Sur les quatre prochaines années, les dépenses devraient déjà augmenter de 14 milliards de dollars australiens (8,5 milliards d'euros).
Pour atteindre cet objectif de 3% du PIB, l'Australie a toutefois modifié son mode de calcul du budget de la défense afin de s'aligner sur la définition de l'Otan, qui inclut des éléments tels que les pensions militaires et les renseignements.
Ce renforcement des dépenses militaires reste inférieur au niveau de 3,5% du PIB que le sécrétaire américaine à la Défense Pete Hegseth avait demandé à Canberra l'an dernier.
- Renforcement chinois -
Inquiète du renforcement de la marine chinoise, l'Australie a entrepris une modernisation de sa défense ces dernières années dans le but de dissuader un potentiel adversaire arrivant du nord.
Elle a conclu en 2021 le partenariat de défense Aukus avec les Etats-Unis et le Royaume-Uni notamment pour s'équiper, au cours de la prochaine décennie, de sous-marins à propulsion nucléaire.
Richard Marles a souligné qu'en 2026, l'Australie donnerait la priorité au renforcement de son autonomie militaire, sans renoncer à son alliance avec les États-Unis, qu’il a qualifiée de "fondamentale".
"Il n’y a pas d'équilibre des pouvoirs efficace dans l’Indo-Pacifique sans la présence continue des États-Unis", a-t-il martelé.
Les dépenses pour développer un système de défense antimissile vont s'accélérer, atteignant jusqu'à 30 milliards de dollars australiens (18,3 milliards d'euros) au cours de la prochaine décennie, tandis que 36 milliards de dollars australiens (21,9 milliards d'euros) seront consacrés à la production locale de missiles guidés.

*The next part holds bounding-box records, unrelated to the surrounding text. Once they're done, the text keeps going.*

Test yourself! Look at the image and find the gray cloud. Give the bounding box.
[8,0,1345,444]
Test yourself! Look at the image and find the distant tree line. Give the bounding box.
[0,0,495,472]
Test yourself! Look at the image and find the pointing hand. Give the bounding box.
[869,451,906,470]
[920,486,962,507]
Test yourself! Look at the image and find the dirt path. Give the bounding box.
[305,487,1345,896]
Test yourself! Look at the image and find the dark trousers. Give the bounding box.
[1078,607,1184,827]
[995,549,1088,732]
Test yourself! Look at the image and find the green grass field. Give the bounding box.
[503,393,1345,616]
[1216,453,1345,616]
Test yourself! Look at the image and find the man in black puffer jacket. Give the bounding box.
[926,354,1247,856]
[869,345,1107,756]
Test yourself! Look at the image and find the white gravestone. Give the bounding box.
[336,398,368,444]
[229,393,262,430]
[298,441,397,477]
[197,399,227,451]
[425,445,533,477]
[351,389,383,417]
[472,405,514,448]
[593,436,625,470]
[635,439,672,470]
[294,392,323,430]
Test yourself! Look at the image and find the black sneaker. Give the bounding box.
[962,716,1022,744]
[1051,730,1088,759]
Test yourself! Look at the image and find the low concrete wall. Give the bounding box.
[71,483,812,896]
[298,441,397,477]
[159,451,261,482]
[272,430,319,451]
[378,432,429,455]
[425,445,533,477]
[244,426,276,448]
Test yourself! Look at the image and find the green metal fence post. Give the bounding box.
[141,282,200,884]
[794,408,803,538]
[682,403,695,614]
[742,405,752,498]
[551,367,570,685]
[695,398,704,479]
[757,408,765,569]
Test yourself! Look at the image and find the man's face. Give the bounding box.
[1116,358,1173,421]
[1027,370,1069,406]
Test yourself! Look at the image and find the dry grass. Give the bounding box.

L'Australie va consacrer jusqu'à 5 milliards de dollars australiens (3 milliards d'euros) de nouveaux financements aux drones, pour adapter sa défense aux nouvelles formes de combats, comme celles vues au Moyen-Orient, avait indiqué dès mardi le minstre.
L'immense littoral de l'Australie et sa faible population ont poussé le pays à développer des sous-marins et drones aériens de combat autonomes, Ghost Shark et Ghost Bat.
C'est la lieutenant-général Susan Coyle, une femme dotée d'une expertise en matière de cyberguerre qui doit prendre la tête de l'armée australienne, une première depuis sa création il y a 125 ans, a annoncé lundi le ministre de la Défense M. Marles.